What type is Manchin?

The typology is hard to apply to individual people, like Manchin.
I think Manchin would fit somewhere inside the Democratic Mainstays column, but he is a special case. He hasn’t so much influenced Biden’s agenda as he’s rewritten the whole thing.
By exerting the extreme power of his single, decisive vote, Manchin has changed the format of the social spending bill — the one Biden wants Congress to pass to complement the large infrastructure bill he intends to sign on Monday.
Manchin’s objections so far have:
Manchin isn’t done, either.
This week he expressed frustration that the bill has extra tax credits of $4,500 for US-made electric vehicles assembled with union labor. These credits would be on top of tax credits for non-US-made, non-union-assembled vehicles.
If Manchin decides he’d like to wait until next year to vote on the social safety net bill in the Senate, Democrats will have to do that. They need his vote.
You can appreciate the courage of his convictions and be frustrated by his power. If Democrats had won just one more Senate seat in 2020, this would not be happening.
He also represents the fact that a big tent makes a majority.
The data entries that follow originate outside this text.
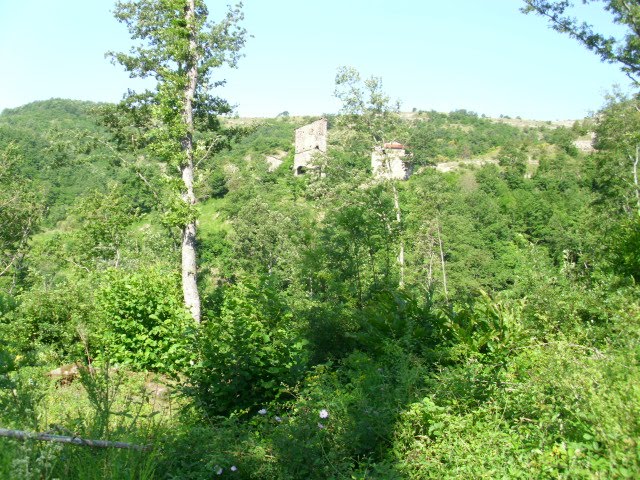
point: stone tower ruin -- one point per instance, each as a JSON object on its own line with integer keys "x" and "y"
{"x": 311, "y": 140}
{"x": 391, "y": 162}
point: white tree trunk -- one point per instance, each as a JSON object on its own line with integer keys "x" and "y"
{"x": 396, "y": 204}
{"x": 189, "y": 244}
{"x": 635, "y": 175}
{"x": 444, "y": 270}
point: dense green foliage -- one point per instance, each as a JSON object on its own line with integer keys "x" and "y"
{"x": 510, "y": 350}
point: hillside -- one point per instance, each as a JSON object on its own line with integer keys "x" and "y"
{"x": 479, "y": 319}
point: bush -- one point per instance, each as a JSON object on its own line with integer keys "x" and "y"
{"x": 145, "y": 323}
{"x": 250, "y": 355}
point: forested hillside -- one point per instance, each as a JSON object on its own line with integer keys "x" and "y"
{"x": 185, "y": 294}
{"x": 504, "y": 345}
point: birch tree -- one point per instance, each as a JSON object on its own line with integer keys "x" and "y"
{"x": 179, "y": 47}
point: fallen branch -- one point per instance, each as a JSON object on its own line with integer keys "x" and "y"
{"x": 47, "y": 437}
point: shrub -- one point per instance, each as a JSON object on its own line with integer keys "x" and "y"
{"x": 145, "y": 323}
{"x": 249, "y": 355}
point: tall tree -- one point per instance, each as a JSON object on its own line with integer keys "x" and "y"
{"x": 624, "y": 50}
{"x": 372, "y": 119}
{"x": 180, "y": 48}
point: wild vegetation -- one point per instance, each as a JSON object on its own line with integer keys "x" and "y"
{"x": 482, "y": 322}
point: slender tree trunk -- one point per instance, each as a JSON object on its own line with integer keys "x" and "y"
{"x": 396, "y": 204}
{"x": 189, "y": 244}
{"x": 635, "y": 176}
{"x": 444, "y": 271}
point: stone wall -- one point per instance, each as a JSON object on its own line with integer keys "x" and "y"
{"x": 311, "y": 140}
{"x": 391, "y": 162}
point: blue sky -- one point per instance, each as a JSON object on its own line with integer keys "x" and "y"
{"x": 482, "y": 55}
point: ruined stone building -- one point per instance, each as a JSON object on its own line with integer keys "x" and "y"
{"x": 311, "y": 140}
{"x": 391, "y": 162}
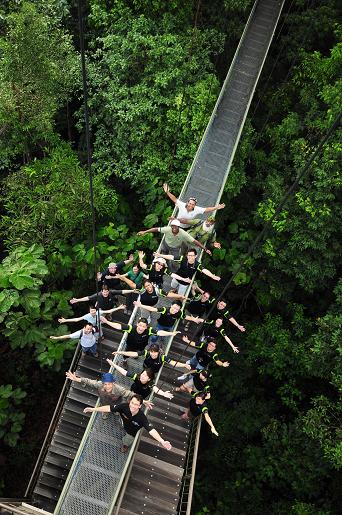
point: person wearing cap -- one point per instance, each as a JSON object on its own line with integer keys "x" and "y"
{"x": 198, "y": 406}
{"x": 189, "y": 265}
{"x": 168, "y": 316}
{"x": 107, "y": 389}
{"x": 92, "y": 317}
{"x": 197, "y": 382}
{"x": 111, "y": 275}
{"x": 153, "y": 358}
{"x": 189, "y": 209}
{"x": 155, "y": 271}
{"x": 176, "y": 240}
{"x": 133, "y": 419}
{"x": 213, "y": 329}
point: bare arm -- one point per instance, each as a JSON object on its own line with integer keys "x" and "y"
{"x": 101, "y": 409}
{"x": 153, "y": 229}
{"x": 229, "y": 341}
{"x": 121, "y": 370}
{"x": 141, "y": 255}
{"x": 154, "y": 433}
{"x": 81, "y": 299}
{"x": 214, "y": 208}
{"x": 207, "y": 272}
{"x": 168, "y": 193}
{"x": 209, "y": 422}
{"x": 166, "y": 394}
{"x": 234, "y": 322}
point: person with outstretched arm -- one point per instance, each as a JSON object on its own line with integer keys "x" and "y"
{"x": 133, "y": 419}
{"x": 189, "y": 209}
{"x": 142, "y": 383}
{"x": 198, "y": 406}
{"x": 153, "y": 358}
{"x": 108, "y": 390}
{"x": 176, "y": 239}
{"x": 86, "y": 337}
{"x": 105, "y": 299}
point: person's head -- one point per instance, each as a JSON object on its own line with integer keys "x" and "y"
{"x": 210, "y": 221}
{"x": 218, "y": 322}
{"x": 211, "y": 346}
{"x": 135, "y": 403}
{"x": 222, "y": 304}
{"x": 205, "y": 296}
{"x": 191, "y": 256}
{"x": 88, "y": 328}
{"x": 146, "y": 376}
{"x": 159, "y": 264}
{"x": 175, "y": 225}
{"x": 191, "y": 204}
{"x": 142, "y": 325}
{"x": 154, "y": 351}
{"x": 112, "y": 268}
{"x": 148, "y": 286}
{"x": 200, "y": 398}
{"x": 105, "y": 290}
{"x": 92, "y": 310}
{"x": 107, "y": 381}
{"x": 203, "y": 375}
{"x": 136, "y": 269}
{"x": 175, "y": 307}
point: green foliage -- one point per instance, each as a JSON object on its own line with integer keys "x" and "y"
{"x": 38, "y": 71}
{"x": 152, "y": 91}
{"x": 49, "y": 200}
{"x": 27, "y": 314}
{"x": 11, "y": 421}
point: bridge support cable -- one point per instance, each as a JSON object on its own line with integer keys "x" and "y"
{"x": 98, "y": 471}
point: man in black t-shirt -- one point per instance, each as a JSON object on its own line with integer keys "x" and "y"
{"x": 153, "y": 358}
{"x": 198, "y": 406}
{"x": 133, "y": 419}
{"x": 105, "y": 299}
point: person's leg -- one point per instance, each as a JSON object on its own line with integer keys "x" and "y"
{"x": 127, "y": 442}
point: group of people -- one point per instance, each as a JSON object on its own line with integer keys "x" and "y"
{"x": 145, "y": 287}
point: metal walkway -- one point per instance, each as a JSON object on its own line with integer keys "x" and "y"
{"x": 150, "y": 480}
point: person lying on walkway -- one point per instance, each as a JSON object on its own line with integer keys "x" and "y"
{"x": 143, "y": 382}
{"x": 154, "y": 358}
{"x": 92, "y": 317}
{"x": 215, "y": 329}
{"x": 86, "y": 337}
{"x": 105, "y": 299}
{"x": 176, "y": 239}
{"x": 202, "y": 230}
{"x": 133, "y": 419}
{"x": 221, "y": 310}
{"x": 110, "y": 275}
{"x": 204, "y": 356}
{"x": 108, "y": 390}
{"x": 197, "y": 381}
{"x": 198, "y": 406}
{"x": 189, "y": 209}
{"x": 168, "y": 317}
{"x": 189, "y": 265}
{"x": 137, "y": 337}
{"x": 155, "y": 271}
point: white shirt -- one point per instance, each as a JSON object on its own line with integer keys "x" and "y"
{"x": 184, "y": 213}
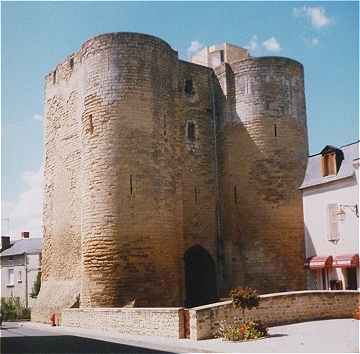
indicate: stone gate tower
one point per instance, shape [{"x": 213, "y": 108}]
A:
[{"x": 169, "y": 182}]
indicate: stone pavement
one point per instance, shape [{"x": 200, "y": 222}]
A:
[{"x": 327, "y": 336}]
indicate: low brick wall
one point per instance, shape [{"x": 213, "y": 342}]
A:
[
  {"x": 165, "y": 322},
  {"x": 276, "y": 309}
]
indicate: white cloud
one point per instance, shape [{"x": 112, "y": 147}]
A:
[
  {"x": 315, "y": 14},
  {"x": 272, "y": 45},
  {"x": 25, "y": 213},
  {"x": 195, "y": 46},
  {"x": 38, "y": 117},
  {"x": 253, "y": 45},
  {"x": 312, "y": 42}
]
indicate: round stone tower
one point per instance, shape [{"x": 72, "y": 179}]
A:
[
  {"x": 129, "y": 173},
  {"x": 265, "y": 153}
]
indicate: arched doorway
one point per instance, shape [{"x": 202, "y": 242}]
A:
[{"x": 200, "y": 277}]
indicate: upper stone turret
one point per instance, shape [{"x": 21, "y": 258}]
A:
[{"x": 218, "y": 54}]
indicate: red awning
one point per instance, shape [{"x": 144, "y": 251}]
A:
[
  {"x": 346, "y": 261},
  {"x": 318, "y": 262}
]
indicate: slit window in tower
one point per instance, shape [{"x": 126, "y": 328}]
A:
[
  {"x": 221, "y": 56},
  {"x": 189, "y": 89},
  {"x": 91, "y": 124},
  {"x": 190, "y": 131}
]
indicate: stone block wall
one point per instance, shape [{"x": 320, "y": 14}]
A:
[
  {"x": 165, "y": 322},
  {"x": 276, "y": 309},
  {"x": 264, "y": 148}
]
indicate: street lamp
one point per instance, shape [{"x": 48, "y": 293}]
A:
[{"x": 341, "y": 211}]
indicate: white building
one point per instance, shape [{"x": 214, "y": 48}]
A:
[
  {"x": 20, "y": 264},
  {"x": 331, "y": 216}
]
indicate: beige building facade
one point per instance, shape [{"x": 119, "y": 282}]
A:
[
  {"x": 331, "y": 216},
  {"x": 169, "y": 182},
  {"x": 20, "y": 265}
]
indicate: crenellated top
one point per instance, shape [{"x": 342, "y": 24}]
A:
[{"x": 101, "y": 42}]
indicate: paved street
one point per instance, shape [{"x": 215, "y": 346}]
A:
[
  {"x": 330, "y": 336},
  {"x": 16, "y": 338}
]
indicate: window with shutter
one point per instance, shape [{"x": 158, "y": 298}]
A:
[{"x": 333, "y": 228}]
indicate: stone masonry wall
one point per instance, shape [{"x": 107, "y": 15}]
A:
[
  {"x": 276, "y": 309},
  {"x": 165, "y": 322},
  {"x": 127, "y": 193},
  {"x": 264, "y": 141}
]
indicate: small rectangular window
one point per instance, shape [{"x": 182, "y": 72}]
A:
[
  {"x": 188, "y": 87},
  {"x": 10, "y": 276},
  {"x": 235, "y": 195},
  {"x": 190, "y": 131}
]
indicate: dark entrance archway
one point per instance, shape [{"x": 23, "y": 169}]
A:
[{"x": 200, "y": 277}]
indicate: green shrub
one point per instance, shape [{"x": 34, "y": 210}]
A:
[
  {"x": 244, "y": 298},
  {"x": 12, "y": 309},
  {"x": 240, "y": 330}
]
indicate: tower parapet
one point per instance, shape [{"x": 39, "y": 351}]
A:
[{"x": 219, "y": 54}]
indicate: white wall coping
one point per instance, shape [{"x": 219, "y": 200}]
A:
[{"x": 283, "y": 294}]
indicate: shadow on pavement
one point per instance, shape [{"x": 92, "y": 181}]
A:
[{"x": 66, "y": 345}]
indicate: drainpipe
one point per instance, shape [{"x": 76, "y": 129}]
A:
[
  {"x": 219, "y": 246},
  {"x": 26, "y": 283}
]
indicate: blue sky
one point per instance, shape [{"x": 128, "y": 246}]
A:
[{"x": 35, "y": 37}]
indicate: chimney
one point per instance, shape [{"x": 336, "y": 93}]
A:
[
  {"x": 5, "y": 242},
  {"x": 25, "y": 234}
]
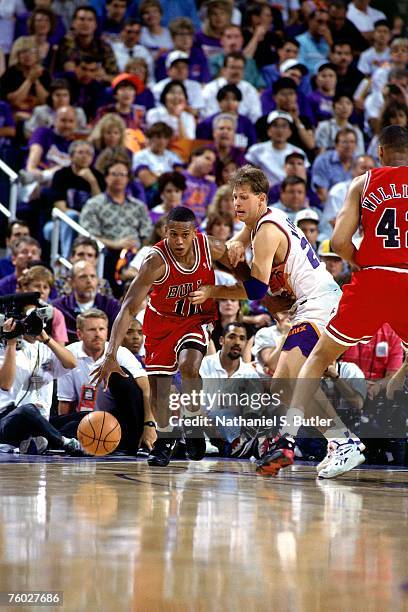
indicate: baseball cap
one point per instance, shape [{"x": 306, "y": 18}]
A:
[
  {"x": 292, "y": 63},
  {"x": 274, "y": 115},
  {"x": 176, "y": 56},
  {"x": 130, "y": 78},
  {"x": 308, "y": 214},
  {"x": 325, "y": 249}
]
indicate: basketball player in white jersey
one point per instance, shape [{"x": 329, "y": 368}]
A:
[{"x": 284, "y": 265}]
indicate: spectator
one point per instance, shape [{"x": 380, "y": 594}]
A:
[
  {"x": 293, "y": 196},
  {"x": 23, "y": 251},
  {"x": 229, "y": 98},
  {"x": 308, "y": 221},
  {"x": 233, "y": 75},
  {"x": 41, "y": 25},
  {"x": 182, "y": 34},
  {"x": 232, "y": 42},
  {"x": 114, "y": 217},
  {"x": 364, "y": 17},
  {"x": 199, "y": 188},
  {"x": 270, "y": 156},
  {"x": 83, "y": 40},
  {"x": 44, "y": 115},
  {"x": 342, "y": 28},
  {"x": 128, "y": 47},
  {"x": 27, "y": 83},
  {"x": 86, "y": 91},
  {"x": 260, "y": 40},
  {"x": 219, "y": 13},
  {"x": 126, "y": 87},
  {"x": 348, "y": 76},
  {"x": 109, "y": 132},
  {"x": 315, "y": 43},
  {"x": 83, "y": 249},
  {"x": 224, "y": 128},
  {"x": 155, "y": 37},
  {"x": 150, "y": 163},
  {"x": 326, "y": 130},
  {"x": 92, "y": 329},
  {"x": 15, "y": 229},
  {"x": 39, "y": 278},
  {"x": 177, "y": 66},
  {"x": 84, "y": 296},
  {"x": 335, "y": 165},
  {"x": 25, "y": 407},
  {"x": 378, "y": 54},
  {"x": 171, "y": 186},
  {"x": 113, "y": 21},
  {"x": 334, "y": 263},
  {"x": 173, "y": 111},
  {"x": 71, "y": 188}
]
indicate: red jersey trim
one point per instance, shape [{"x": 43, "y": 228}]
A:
[{"x": 177, "y": 265}]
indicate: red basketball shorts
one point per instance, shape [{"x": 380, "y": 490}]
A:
[
  {"x": 375, "y": 296},
  {"x": 165, "y": 337}
]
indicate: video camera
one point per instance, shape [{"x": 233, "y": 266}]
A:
[{"x": 27, "y": 323}]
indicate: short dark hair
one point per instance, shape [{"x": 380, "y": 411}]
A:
[
  {"x": 224, "y": 91},
  {"x": 84, "y": 241},
  {"x": 168, "y": 87},
  {"x": 182, "y": 214},
  {"x": 292, "y": 180},
  {"x": 251, "y": 176},
  {"x": 394, "y": 137},
  {"x": 175, "y": 178},
  {"x": 159, "y": 129},
  {"x": 226, "y": 327}
]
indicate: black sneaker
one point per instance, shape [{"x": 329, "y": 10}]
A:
[
  {"x": 195, "y": 443},
  {"x": 162, "y": 452},
  {"x": 281, "y": 453}
]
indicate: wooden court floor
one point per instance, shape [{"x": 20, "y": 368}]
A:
[{"x": 116, "y": 535}]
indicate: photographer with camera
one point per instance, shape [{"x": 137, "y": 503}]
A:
[{"x": 29, "y": 362}]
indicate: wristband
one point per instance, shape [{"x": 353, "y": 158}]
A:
[{"x": 149, "y": 424}]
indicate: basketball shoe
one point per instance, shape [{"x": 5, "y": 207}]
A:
[
  {"x": 162, "y": 452},
  {"x": 332, "y": 444},
  {"x": 280, "y": 454},
  {"x": 345, "y": 455}
]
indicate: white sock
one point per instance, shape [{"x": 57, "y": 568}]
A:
[{"x": 290, "y": 428}]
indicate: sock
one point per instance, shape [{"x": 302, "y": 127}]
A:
[{"x": 290, "y": 428}]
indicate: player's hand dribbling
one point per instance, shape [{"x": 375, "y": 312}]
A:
[
  {"x": 236, "y": 252},
  {"x": 102, "y": 373},
  {"x": 201, "y": 295}
]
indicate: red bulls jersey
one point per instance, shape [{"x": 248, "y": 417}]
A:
[
  {"x": 384, "y": 217},
  {"x": 170, "y": 293}
]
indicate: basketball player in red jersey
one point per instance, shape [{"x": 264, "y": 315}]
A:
[
  {"x": 176, "y": 331},
  {"x": 378, "y": 292}
]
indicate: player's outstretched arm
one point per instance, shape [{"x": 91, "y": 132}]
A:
[
  {"x": 152, "y": 269},
  {"x": 347, "y": 221}
]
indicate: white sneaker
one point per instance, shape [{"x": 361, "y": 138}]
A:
[
  {"x": 344, "y": 458},
  {"x": 332, "y": 444}
]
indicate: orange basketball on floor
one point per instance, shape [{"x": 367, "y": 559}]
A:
[{"x": 99, "y": 433}]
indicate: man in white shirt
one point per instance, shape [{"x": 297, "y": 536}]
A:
[
  {"x": 129, "y": 47},
  {"x": 364, "y": 17},
  {"x": 128, "y": 399},
  {"x": 233, "y": 72},
  {"x": 177, "y": 66},
  {"x": 28, "y": 366},
  {"x": 270, "y": 156}
]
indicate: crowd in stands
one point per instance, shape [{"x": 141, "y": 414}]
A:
[{"x": 116, "y": 111}]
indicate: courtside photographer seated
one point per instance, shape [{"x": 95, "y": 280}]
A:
[{"x": 29, "y": 361}]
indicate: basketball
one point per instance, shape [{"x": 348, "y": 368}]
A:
[{"x": 99, "y": 433}]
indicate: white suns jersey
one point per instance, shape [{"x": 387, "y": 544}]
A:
[{"x": 301, "y": 274}]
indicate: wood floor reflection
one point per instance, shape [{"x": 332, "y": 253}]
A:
[{"x": 209, "y": 536}]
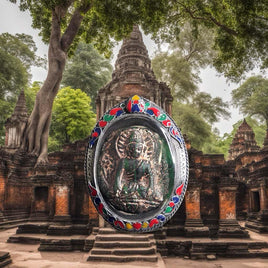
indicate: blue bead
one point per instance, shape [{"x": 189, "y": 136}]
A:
[
  {"x": 97, "y": 201},
  {"x": 119, "y": 112},
  {"x": 150, "y": 112},
  {"x": 161, "y": 217},
  {"x": 135, "y": 108},
  {"x": 175, "y": 199},
  {"x": 97, "y": 129},
  {"x": 111, "y": 219}
]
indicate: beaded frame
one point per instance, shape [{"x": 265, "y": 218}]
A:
[{"x": 137, "y": 105}]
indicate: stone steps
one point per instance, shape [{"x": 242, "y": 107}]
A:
[
  {"x": 123, "y": 244},
  {"x": 124, "y": 237},
  {"x": 132, "y": 258},
  {"x": 229, "y": 250},
  {"x": 122, "y": 252},
  {"x": 111, "y": 245},
  {"x": 5, "y": 259}
]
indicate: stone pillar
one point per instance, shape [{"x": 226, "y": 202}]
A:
[
  {"x": 194, "y": 225},
  {"x": 92, "y": 214},
  {"x": 258, "y": 221},
  {"x": 62, "y": 213},
  {"x": 263, "y": 196},
  {"x": 2, "y": 191},
  {"x": 228, "y": 225}
]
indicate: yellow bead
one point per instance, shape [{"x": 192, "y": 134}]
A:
[
  {"x": 136, "y": 97},
  {"x": 129, "y": 226},
  {"x": 145, "y": 225}
]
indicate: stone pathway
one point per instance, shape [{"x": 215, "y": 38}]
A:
[{"x": 28, "y": 256}]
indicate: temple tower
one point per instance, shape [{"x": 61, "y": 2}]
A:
[
  {"x": 133, "y": 75},
  {"x": 244, "y": 141},
  {"x": 16, "y": 123}
]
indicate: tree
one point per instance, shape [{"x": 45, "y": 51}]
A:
[
  {"x": 87, "y": 70},
  {"x": 62, "y": 24},
  {"x": 17, "y": 55},
  {"x": 179, "y": 66},
  {"x": 240, "y": 28},
  {"x": 222, "y": 145},
  {"x": 211, "y": 109},
  {"x": 72, "y": 116},
  {"x": 30, "y": 94},
  {"x": 191, "y": 124},
  {"x": 252, "y": 97}
]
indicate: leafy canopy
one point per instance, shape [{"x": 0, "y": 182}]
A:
[
  {"x": 240, "y": 28},
  {"x": 222, "y": 145},
  {"x": 72, "y": 116},
  {"x": 17, "y": 55},
  {"x": 87, "y": 70},
  {"x": 252, "y": 97},
  {"x": 102, "y": 20}
]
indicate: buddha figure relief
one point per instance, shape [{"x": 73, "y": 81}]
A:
[{"x": 134, "y": 169}]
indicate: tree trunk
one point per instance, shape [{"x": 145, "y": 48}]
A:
[{"x": 35, "y": 140}]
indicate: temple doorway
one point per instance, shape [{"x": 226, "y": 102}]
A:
[
  {"x": 256, "y": 201},
  {"x": 41, "y": 199}
]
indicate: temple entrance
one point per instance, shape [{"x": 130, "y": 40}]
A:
[
  {"x": 256, "y": 201},
  {"x": 41, "y": 199}
]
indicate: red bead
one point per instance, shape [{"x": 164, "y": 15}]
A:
[
  {"x": 153, "y": 222},
  {"x": 102, "y": 123},
  {"x": 179, "y": 190},
  {"x": 114, "y": 111},
  {"x": 137, "y": 225}
]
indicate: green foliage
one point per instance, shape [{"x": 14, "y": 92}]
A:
[
  {"x": 179, "y": 66},
  {"x": 240, "y": 29},
  {"x": 194, "y": 111},
  {"x": 87, "y": 70},
  {"x": 211, "y": 109},
  {"x": 223, "y": 144},
  {"x": 102, "y": 20},
  {"x": 30, "y": 94},
  {"x": 252, "y": 97},
  {"x": 72, "y": 117},
  {"x": 191, "y": 123},
  {"x": 17, "y": 55}
]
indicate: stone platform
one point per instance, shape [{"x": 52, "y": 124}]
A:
[{"x": 109, "y": 245}]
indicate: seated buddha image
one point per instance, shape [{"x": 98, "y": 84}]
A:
[{"x": 138, "y": 169}]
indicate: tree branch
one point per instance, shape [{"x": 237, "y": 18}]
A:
[
  {"x": 209, "y": 18},
  {"x": 73, "y": 27}
]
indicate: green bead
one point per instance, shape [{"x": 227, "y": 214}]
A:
[
  {"x": 161, "y": 117},
  {"x": 168, "y": 209},
  {"x": 108, "y": 117},
  {"x": 147, "y": 104}
]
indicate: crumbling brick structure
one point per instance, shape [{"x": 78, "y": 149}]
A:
[{"x": 219, "y": 191}]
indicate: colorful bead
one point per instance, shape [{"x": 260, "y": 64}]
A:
[
  {"x": 93, "y": 191},
  {"x": 168, "y": 209},
  {"x": 136, "y": 97},
  {"x": 154, "y": 111},
  {"x": 161, "y": 217},
  {"x": 108, "y": 117},
  {"x": 119, "y": 223},
  {"x": 153, "y": 222},
  {"x": 102, "y": 123},
  {"x": 179, "y": 190},
  {"x": 137, "y": 225},
  {"x": 145, "y": 224},
  {"x": 175, "y": 199},
  {"x": 129, "y": 226}
]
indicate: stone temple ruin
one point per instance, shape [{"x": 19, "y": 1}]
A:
[{"x": 52, "y": 199}]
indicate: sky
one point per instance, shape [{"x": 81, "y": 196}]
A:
[{"x": 13, "y": 21}]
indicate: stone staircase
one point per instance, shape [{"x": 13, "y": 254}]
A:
[
  {"x": 110, "y": 245},
  {"x": 4, "y": 259}
]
All the Democrats crying he’s not committed to the party’s principles sound a lot like Trump whining about “RINOs” — “Republicans in Name Only” — whose major transgression is opposing the former President’s assault on democracy.

About climate change

Speaking of the political parties, there’s another interesting poll out Friday from the Washington Post and ABC News on the electorate’s views on climate change.
It comes as countries gathered in Scotland struggle to finalize a working agreement to cut down on climate change, which has a lot to do with cutting down on the use of coal. Read the latest here.
It also comes as Democrats’ plan to combat climate change, mostly wrapped in their social spending bill, is at the mercy of Manchin, who represents a state that identifies itself with coal.
The large majority of Americans — 70% — say the federal government should regulate the release of greenhouse gases, according to the poll. That includes 90% of Democrats and 73% of Independents. It also includes 47% of Republicans.
In fact, Republicans are about evenly split: 47% say the government should regulate greenhouse gases and 46% say it should not. Seven percent are undecided. And yet the party’s leaders have essentially formed a blockade against action to address climate change in the Senate.
That may be tied to the fact that the poll also finds an increasing partisan divide on climate change. Democratic concern has grown as Republican concern has shrunk. The share of Americans overall who say that global warming is a serious problem — two-thirds — is largely unchanged in the past seven years, according to the Post-ABC poll.
This is the great problem of US politics. The American people are not evenly divided into two groups. But their government is built as if they are.